I'm trying to extract more useful information from the following definition:
A point $x^*$ is an accumulation point of the sequence $\{x_n\}$ if, for every open set containing x , there are infinitely many indices such that the corresponding elements of the sequence belong to the open set.
I would like to say that this is equivalent to saying the following:
$x^*$ is an accumulation point if there exists a subsequence $x_{a_n}$ such that $lim_{n\rightarrow\infty} x_{a_n}=x^*$.
Is this true?
Best Answer
This is not true in general. If a space is first countable, i.e. has a countable basis at each point, then this result is true. Metric spaces are first countable.

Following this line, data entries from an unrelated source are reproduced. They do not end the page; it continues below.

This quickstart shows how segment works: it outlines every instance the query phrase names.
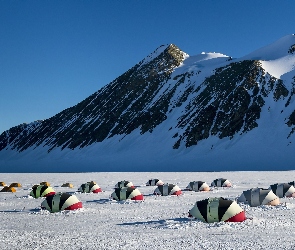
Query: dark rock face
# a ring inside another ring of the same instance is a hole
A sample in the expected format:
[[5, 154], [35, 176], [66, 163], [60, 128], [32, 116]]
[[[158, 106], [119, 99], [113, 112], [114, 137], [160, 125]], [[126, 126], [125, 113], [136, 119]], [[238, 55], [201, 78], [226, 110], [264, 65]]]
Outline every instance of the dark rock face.
[[73, 149], [101, 142], [115, 134], [129, 134], [138, 127], [142, 133], [151, 132], [166, 119], [173, 90], [153, 99], [183, 60], [184, 53], [170, 45], [156, 58], [138, 63], [74, 107], [34, 127], [20, 125], [4, 132], [0, 137], [0, 150], [11, 145], [22, 151], [41, 144], [51, 149]]
[[[169, 131], [178, 132], [163, 131], [173, 138], [171, 148], [177, 150], [209, 136], [222, 139], [247, 133], [258, 126], [266, 98], [285, 100], [285, 107], [294, 98], [295, 81], [288, 89], [282, 80], [266, 73], [259, 61], [227, 60], [200, 80], [200, 69], [174, 74], [186, 56], [175, 45], [158, 50], [162, 52], [155, 51], [77, 105], [5, 131], [0, 135], [0, 151], [49, 146], [50, 152], [55, 147], [87, 147], [115, 135], [128, 136], [136, 129], [153, 133], [178, 110], [176, 123], [169, 124]], [[286, 125], [292, 134], [295, 111]]]

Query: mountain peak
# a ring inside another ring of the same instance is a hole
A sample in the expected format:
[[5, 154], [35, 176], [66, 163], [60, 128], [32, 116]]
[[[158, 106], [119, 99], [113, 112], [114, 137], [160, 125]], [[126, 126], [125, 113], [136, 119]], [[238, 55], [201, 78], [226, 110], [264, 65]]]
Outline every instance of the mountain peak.
[[[161, 56], [160, 56], [161, 55]], [[171, 57], [176, 61], [177, 66], [183, 62], [187, 54], [181, 51], [175, 44], [161, 45], [155, 49], [151, 54], [145, 57], [139, 64], [142, 66], [154, 60], [157, 57]]]

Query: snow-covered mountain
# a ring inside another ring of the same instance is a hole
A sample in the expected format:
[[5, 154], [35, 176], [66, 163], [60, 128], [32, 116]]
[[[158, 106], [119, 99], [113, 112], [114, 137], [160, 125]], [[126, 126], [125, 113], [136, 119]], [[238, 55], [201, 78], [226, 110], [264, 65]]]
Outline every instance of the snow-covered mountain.
[[2, 172], [285, 170], [295, 35], [233, 59], [160, 46], [57, 115], [0, 135]]

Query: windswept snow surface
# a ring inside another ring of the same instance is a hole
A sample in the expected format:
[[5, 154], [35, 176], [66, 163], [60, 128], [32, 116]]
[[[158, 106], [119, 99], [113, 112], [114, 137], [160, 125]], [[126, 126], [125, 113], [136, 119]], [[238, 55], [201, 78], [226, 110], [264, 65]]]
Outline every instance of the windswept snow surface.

To prove this, suppose $X$ is a first countable space and $A \subset X$. (In your case, $A = \{x_n : n \in \mathbb{N}$ where $(x_n)$ is a sequence.) Let $(U_n)_{n \in \mathbb{N}}$ denote a countable basis at the point $x^*$, where $x^*$ is an accumulation point of $A$. By definition, of accumulation point, there exists a $x_0 \in A$ and $x_0 \in U_0$. $U_0 \cap U_1$ is an open set. Again since $x^*$ is an accumulation point, there exists a $x_1 \in A$ and $x_1 \in U_0 \cap U_1$. Continue this to create a sequence $(x_n)_{n \in \mathbb{N}}$. Then since $U_n$ is a countable basis, you can prove that $\lim_{n \rightarrow \infty} x_n = x^*$. This is because given any open set $U$, there exists a $n$ such that $U_n \subset U$ such that $x^* \in U_n$ (definition countable basis). By construction, for all $m > n$, $x_m \in U_n \subset U$.
In metric spaces, the proof is bit nicer. You can take your countable basis to be $U_n = B_{\frac{1}{n}}(x^*)$. So using the definition of accumulation point, just choose $x_n$ such that $x_n \in B_\frac{1}{n}(x^*)$.